La Corte di Cassazione, con sentenza n. 11027 del 5 maggio 2017, torna a pronunciarsi in tema di licenziamento disciplinare. Nella sentenza in esame, la Corte, richiamando precedenti giurisprudenziali, ha ribadito che il giudice non può estendere il catalogo delle giuste cause o dei giustificati motivi soggettivi di licenziamento oltre quanto stabilito dall’autonomia delle parti. Ciò significa, secondo la Corte, che condotte pur astrattamente ed eventualmente suscettibili di integrare giusta causa o giustificato motivo soggettivo ai sensi di legge non possono rientrare nel relativo novero se l’autonomia collettiva le ha espressamente escluse, prevedendo per esse sanzioni meramente conservative. In sostanza è illegittimo il recesso adottato in relazione ad una condotta (nel caso di specie diverbio non seguito da vie di fatto) che il contratto collettivo di settore non punisce con la misura estrema.
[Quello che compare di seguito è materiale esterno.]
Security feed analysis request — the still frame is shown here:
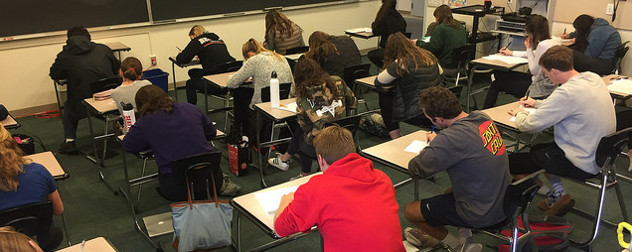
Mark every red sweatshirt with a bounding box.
[274,153,405,252]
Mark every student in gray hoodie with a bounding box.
[509,46,616,216]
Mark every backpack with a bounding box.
[498,214,573,252]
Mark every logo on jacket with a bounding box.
[478,120,505,156]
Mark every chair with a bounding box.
[612,41,630,75]
[285,46,309,55]
[571,127,632,251]
[342,64,371,111]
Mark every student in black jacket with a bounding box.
[176,25,235,104]
[50,27,120,153]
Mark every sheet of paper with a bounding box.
[279,102,298,113]
[608,79,632,94]
[404,140,428,154]
[255,186,298,215]
[483,54,529,65]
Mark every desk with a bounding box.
[169,57,200,102]
[255,98,296,188]
[57,237,118,252]
[361,130,427,200]
[230,172,322,251]
[0,115,22,129]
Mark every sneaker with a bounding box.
[268,154,290,171]
[404,227,441,248]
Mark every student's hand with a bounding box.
[498,48,513,56]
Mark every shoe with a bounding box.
[404,227,441,248]
[538,194,575,217]
[268,154,290,171]
[58,141,77,154]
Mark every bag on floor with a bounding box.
[228,139,251,176]
[498,214,573,252]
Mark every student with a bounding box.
[413,4,467,72]
[50,27,120,154]
[274,125,405,251]
[111,57,151,115]
[268,58,358,179]
[176,25,235,105]
[0,226,43,252]
[226,38,294,139]
[263,10,305,54]
[123,85,232,201]
[483,15,562,108]
[0,124,64,251]
[367,0,406,68]
[509,46,616,216]
[561,14,621,75]
[375,32,442,139]
[404,87,510,251]
[305,31,361,77]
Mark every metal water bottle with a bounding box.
[121,102,136,134]
[270,71,280,108]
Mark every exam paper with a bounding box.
[404,140,428,154]
[255,186,298,215]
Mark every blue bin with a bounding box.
[143,68,169,93]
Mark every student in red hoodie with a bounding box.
[274,126,405,251]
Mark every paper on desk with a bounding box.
[279,102,298,113]
[255,186,298,215]
[345,27,373,33]
[483,54,529,65]
[404,140,428,154]
[509,107,535,122]
[608,79,632,94]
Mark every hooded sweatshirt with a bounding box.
[274,153,405,252]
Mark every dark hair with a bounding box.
[121,57,143,81]
[419,86,463,121]
[432,4,459,29]
[538,46,573,72]
[135,85,174,117]
[573,14,595,52]
[525,15,551,50]
[294,58,339,97]
[383,32,438,75]
[66,26,91,40]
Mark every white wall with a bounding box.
[0,1,381,113]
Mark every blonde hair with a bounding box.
[241,38,283,61]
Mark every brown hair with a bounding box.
[134,85,174,117]
[294,58,339,97]
[314,125,356,165]
[121,57,143,81]
[538,45,573,72]
[525,15,551,50]
[432,4,459,29]
[241,38,283,61]
[419,86,463,121]
[0,226,38,252]
[383,32,438,75]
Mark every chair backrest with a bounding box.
[90,76,123,94]
[285,46,309,55]
[261,83,292,102]
[0,201,53,238]
[342,64,371,92]
[171,151,223,198]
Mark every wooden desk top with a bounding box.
[105,42,132,52]
[362,130,427,170]
[481,102,520,130]
[83,98,117,114]
[57,237,118,252]
[232,172,322,232]
[255,98,296,120]
[26,151,68,179]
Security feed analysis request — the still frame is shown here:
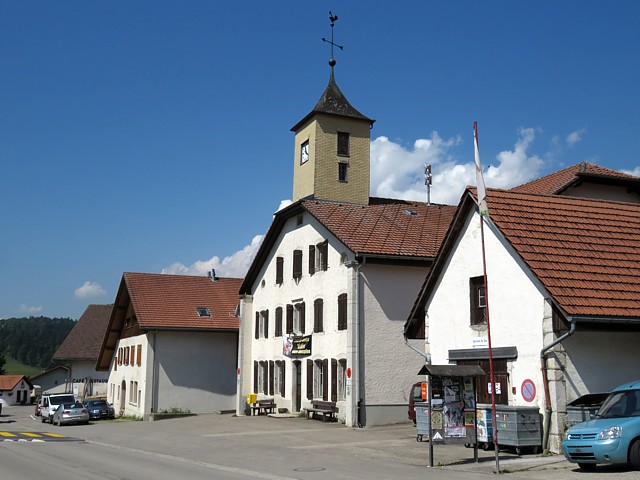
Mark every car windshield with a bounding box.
[596,390,640,418]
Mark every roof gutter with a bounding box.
[540,317,577,453]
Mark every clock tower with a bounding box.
[291,17,375,205]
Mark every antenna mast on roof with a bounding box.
[322,10,344,75]
[424,163,433,205]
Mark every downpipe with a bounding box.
[540,320,576,453]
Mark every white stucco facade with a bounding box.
[237,212,426,426]
[425,208,640,452]
[107,331,238,419]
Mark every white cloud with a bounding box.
[75,282,107,300]
[371,128,544,205]
[18,303,42,315]
[566,128,586,147]
[162,235,264,278]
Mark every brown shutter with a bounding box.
[280,360,287,397]
[318,240,329,271]
[275,307,282,337]
[276,257,284,285]
[307,360,313,400]
[309,245,316,275]
[287,305,293,334]
[269,360,275,395]
[293,250,302,279]
[255,312,260,338]
[338,293,347,330]
[331,358,338,402]
[253,360,258,393]
[322,358,329,402]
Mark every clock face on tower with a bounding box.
[300,140,309,165]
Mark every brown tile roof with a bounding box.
[511,162,640,195]
[53,305,113,361]
[0,375,31,391]
[123,272,242,330]
[488,189,640,317]
[302,199,456,257]
[240,198,456,294]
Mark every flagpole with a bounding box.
[473,122,500,474]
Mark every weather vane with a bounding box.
[322,10,344,71]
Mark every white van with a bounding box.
[40,393,76,423]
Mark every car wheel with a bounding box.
[629,439,640,470]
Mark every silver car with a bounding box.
[51,402,89,427]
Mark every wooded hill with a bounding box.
[0,317,76,369]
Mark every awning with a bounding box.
[418,365,485,377]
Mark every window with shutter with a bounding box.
[338,132,349,157]
[276,257,284,285]
[287,305,293,335]
[274,307,282,337]
[321,358,329,401]
[338,293,347,330]
[254,312,260,339]
[469,277,487,325]
[331,358,338,402]
[293,250,302,280]
[307,360,313,400]
[309,245,316,275]
[269,360,275,395]
[253,360,259,393]
[313,298,324,333]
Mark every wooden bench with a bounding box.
[251,398,276,415]
[306,400,339,422]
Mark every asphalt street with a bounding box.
[0,406,640,480]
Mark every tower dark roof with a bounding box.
[291,69,375,131]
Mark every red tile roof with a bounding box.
[511,162,640,195]
[0,375,31,391]
[53,305,113,361]
[122,272,242,330]
[487,189,640,318]
[302,199,456,257]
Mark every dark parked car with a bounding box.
[84,400,116,420]
[51,402,89,427]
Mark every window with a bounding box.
[469,277,487,325]
[255,310,269,338]
[338,293,347,330]
[293,250,302,280]
[273,360,285,397]
[312,359,329,400]
[309,240,329,275]
[276,257,284,285]
[274,307,282,337]
[293,302,305,335]
[338,132,349,157]
[313,298,324,333]
[338,162,349,183]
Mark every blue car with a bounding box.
[562,380,640,470]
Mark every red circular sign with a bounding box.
[520,379,536,402]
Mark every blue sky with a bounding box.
[0,0,640,318]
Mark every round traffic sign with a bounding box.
[520,378,536,402]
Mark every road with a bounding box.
[0,406,640,480]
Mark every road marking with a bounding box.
[87,440,299,480]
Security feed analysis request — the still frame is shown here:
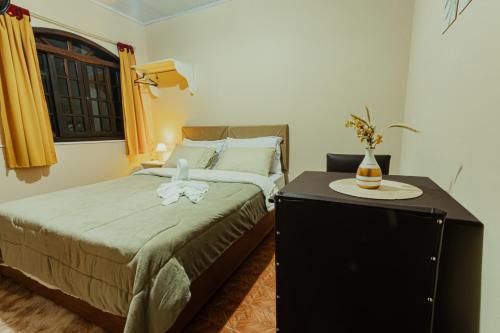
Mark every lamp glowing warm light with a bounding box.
[156,143,168,161]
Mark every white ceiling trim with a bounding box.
[89,0,144,26]
[89,0,231,27]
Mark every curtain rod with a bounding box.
[30,11,118,45]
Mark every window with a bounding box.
[34,28,124,141]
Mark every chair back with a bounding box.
[326,154,391,175]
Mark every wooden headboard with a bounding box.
[182,125,290,179]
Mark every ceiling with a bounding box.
[90,0,225,25]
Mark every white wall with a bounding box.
[0,0,149,202]
[401,0,500,333]
[146,0,413,177]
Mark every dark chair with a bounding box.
[326,154,391,175]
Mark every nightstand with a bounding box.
[141,161,165,169]
[275,172,484,333]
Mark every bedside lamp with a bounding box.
[156,143,168,161]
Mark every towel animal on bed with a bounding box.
[156,159,208,206]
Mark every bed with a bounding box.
[0,125,289,333]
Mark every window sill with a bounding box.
[0,139,125,148]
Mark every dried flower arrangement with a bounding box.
[345,106,419,149]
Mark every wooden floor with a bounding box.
[0,234,276,333]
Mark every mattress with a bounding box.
[0,175,266,333]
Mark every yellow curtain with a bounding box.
[0,5,57,169]
[118,43,153,155]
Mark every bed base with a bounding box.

La Corte di Cassazione, con la sentenza n. 11404 del 10 maggio 2017, ha osservato che anche in caso di licenziamento collettivo per cessazione dell’attività aziendale non può essere derogato il termine di 7 giorni per l’invio della comunicazione finale sull’applicazione dei criteri di scelta dei lavoratori di cui all’art. 4, comma 9, della legge 223/1991, rivestendo carattere essenziale. Così decidendo la Corte respinge la tesi per cui, in presenza di una simile situazione, non vi sarebbe alcuna esigenza di verificare l’applicazione dei criteri di scelta, verificandosi l’azzeramento dell’intero organico. A parere della Corte, infatti, il rispetto dell’obbligo di comunicare ex post le modalità applicative dei criteri di scelta conserva la sua funzione di garanzia e di controllo anche in caso di dichiarata cessazione dell’attività aziendale. Ciò in quanto è necessario poter verificare che la decisione di eliminare l’organico aziendale non dissimuli fattispecie di segno differente, tra cui la cessione dell’azienda o la ripresa della medesima attività sotto diversa insegna o in diverso contesto territoriale.